Thursday, March 27, 2003

Oh, Colin Qvinn.

His show on Comedy Central is called Tugh Crowd. Presumably, and I'm not being smart, because that's what stand up comedians sometimes say when they have a hostile audience/are bombing on stage. I just think it's interesting that one of the less competent performers on television has specifically that as the name for his show.

Colin Qvinn is exceptional primarily because he is the only host of SNL's Weekend Update who was worse than Norm McDunald. Colin Qvinn can't read. I don't mean that he's illiterate, just that he has no timing whatsoever. The only time I ever liked him as a performer was when he played Artie's idiot son on The Larry Sanders Show.

But now he has his own show on Comedy Central. Why?
I'm writing about this, honestly, because I'm offended by his show. I watch the Daily Show whenever I can, and I've caught Tugh Crowd a couple of times. To start of with, the show is infrequently funny. Qvinn's delivery is a cringe-inducing to me as the president's. Fortunately, the president doesn't speak that often, and when he does he's very coached, or at least seems it. And another thing: these guys think bigotry is cute.

Obviously not all of them. But Colin, his good buddy Nick DePolo, and Jim Nerton, two of the most frequent guests, think being an asshole is funny. Colin thinks he's a badass, Nick DePolo is the most embarrassing caricature of an Italian-American I can think of, and Jim Norton just gives me the skeevies. Jim Nerton is Se7en gross. He even looks like a rapist. Nick DePolo is jingoistic, uninformed, unfunny, and seems to think that throwing around Andrew Dice Clay-worthy slurs and epithets make him a comedian. Why is it taboo to make racist statements? Because it's ugly. Because it provokes tensions and divides us. Because it hurts people. Because it's stupid. Because... anyone who knows their history knows why.
Which isn't to say that we should avoid racial issues in humor. Or self-censor.

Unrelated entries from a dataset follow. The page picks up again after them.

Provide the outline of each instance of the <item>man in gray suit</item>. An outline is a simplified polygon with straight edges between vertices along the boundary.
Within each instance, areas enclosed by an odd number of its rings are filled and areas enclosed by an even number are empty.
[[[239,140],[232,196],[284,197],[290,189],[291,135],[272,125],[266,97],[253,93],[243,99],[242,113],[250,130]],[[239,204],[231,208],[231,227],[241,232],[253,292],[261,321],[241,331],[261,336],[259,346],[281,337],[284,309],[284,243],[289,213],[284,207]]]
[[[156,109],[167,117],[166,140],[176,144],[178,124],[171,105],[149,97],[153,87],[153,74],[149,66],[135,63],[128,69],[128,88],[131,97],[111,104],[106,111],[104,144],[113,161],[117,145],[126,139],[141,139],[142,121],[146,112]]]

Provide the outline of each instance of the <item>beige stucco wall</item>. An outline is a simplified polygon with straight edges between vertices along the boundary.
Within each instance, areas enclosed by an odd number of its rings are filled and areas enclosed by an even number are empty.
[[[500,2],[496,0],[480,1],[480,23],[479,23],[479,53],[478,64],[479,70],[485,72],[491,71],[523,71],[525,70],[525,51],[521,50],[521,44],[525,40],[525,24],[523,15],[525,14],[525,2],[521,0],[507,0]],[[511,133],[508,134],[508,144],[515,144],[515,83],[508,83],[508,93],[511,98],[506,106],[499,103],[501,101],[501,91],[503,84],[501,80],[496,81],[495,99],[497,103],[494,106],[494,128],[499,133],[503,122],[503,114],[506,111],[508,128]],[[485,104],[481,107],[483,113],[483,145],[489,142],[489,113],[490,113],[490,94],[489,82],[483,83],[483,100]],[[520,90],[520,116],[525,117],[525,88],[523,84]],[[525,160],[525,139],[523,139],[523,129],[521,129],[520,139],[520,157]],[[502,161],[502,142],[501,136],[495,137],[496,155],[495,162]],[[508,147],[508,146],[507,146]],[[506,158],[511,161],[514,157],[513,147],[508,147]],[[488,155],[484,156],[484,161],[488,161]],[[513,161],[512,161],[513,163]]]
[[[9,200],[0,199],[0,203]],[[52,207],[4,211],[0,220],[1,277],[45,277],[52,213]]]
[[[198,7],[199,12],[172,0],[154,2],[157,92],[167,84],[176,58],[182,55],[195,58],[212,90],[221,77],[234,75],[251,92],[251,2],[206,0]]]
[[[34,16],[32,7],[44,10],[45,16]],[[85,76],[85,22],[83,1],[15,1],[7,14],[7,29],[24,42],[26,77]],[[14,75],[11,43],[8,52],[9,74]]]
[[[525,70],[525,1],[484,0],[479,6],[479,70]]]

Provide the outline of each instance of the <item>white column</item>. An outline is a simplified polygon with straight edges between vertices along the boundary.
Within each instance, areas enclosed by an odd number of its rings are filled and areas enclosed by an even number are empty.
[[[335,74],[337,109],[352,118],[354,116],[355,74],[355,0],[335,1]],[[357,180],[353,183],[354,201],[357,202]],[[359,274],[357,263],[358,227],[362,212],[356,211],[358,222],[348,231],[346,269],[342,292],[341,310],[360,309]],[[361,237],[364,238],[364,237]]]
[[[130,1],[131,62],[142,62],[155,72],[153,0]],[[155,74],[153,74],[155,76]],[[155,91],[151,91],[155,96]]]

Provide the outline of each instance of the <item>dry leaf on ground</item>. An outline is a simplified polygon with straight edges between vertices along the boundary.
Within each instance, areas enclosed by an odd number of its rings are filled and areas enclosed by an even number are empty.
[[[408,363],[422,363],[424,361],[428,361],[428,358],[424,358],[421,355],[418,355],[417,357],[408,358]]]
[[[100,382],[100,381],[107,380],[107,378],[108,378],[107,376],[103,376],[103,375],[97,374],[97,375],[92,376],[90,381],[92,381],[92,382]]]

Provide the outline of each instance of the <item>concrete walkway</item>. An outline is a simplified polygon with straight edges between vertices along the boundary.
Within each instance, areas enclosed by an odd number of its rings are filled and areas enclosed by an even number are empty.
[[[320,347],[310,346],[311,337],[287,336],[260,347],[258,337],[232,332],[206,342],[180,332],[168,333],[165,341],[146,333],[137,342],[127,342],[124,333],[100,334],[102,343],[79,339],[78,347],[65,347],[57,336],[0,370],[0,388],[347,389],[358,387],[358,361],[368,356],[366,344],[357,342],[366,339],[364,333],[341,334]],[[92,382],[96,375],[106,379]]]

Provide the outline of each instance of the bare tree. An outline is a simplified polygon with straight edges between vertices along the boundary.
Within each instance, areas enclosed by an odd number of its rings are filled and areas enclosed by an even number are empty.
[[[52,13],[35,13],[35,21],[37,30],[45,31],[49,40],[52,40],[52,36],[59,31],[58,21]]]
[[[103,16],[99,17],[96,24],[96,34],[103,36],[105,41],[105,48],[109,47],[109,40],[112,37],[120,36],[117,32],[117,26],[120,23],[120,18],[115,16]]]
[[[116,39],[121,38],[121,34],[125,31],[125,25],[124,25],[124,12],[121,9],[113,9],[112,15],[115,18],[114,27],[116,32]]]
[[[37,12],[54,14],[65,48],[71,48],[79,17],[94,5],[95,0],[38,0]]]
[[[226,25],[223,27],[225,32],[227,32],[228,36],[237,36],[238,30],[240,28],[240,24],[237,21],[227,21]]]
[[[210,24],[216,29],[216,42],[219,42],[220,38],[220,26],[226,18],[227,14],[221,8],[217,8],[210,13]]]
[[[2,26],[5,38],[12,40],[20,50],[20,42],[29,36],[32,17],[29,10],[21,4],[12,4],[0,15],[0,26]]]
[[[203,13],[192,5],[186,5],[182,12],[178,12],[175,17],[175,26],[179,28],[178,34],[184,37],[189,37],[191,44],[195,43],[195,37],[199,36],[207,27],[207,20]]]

But being an asshole isn't funny.
My problem with these guys is an issue I think is related to All in the Family. Half of the people who watched that show didn't know that it was satirical. They thought that Archie Bunker was a legitimate representative for white blue collar Americans. They thought he was cool.

The problem with this is that transgression is just transgression. Transgression done only for attention and shock value is trash. When Nick DePolo makes sport of Adrian Brody's nose because, hey, Jewish people have big noses, he's just being a jerk. He's not trying to break us out of apathy or provoking thought, he's making fun of Jews. How edgy.

Tugh Crowd has many problems in general. It's just not really a great idea to have stand-up comedians debate important issues of the day. I mean, is there anything more ironic than Jim Norton deriding Hollywood anti-war people as phony, ill-informed "jizz-bags" a full ten minutes after he's weighed in on the issue of torture? Bill Mayer's shows have had similar problems, but both Real-Time and Politically Incorrect have had the benefit of having a competent, provocative, and articulate host. And the focus of those shows is more the debate than the humor, which helps.

The bottom line is that Tugh Crowd sucks. It follows one of the best shows on television, and it compares unfavorably to Mad TV. I can't wait till it's cancelled.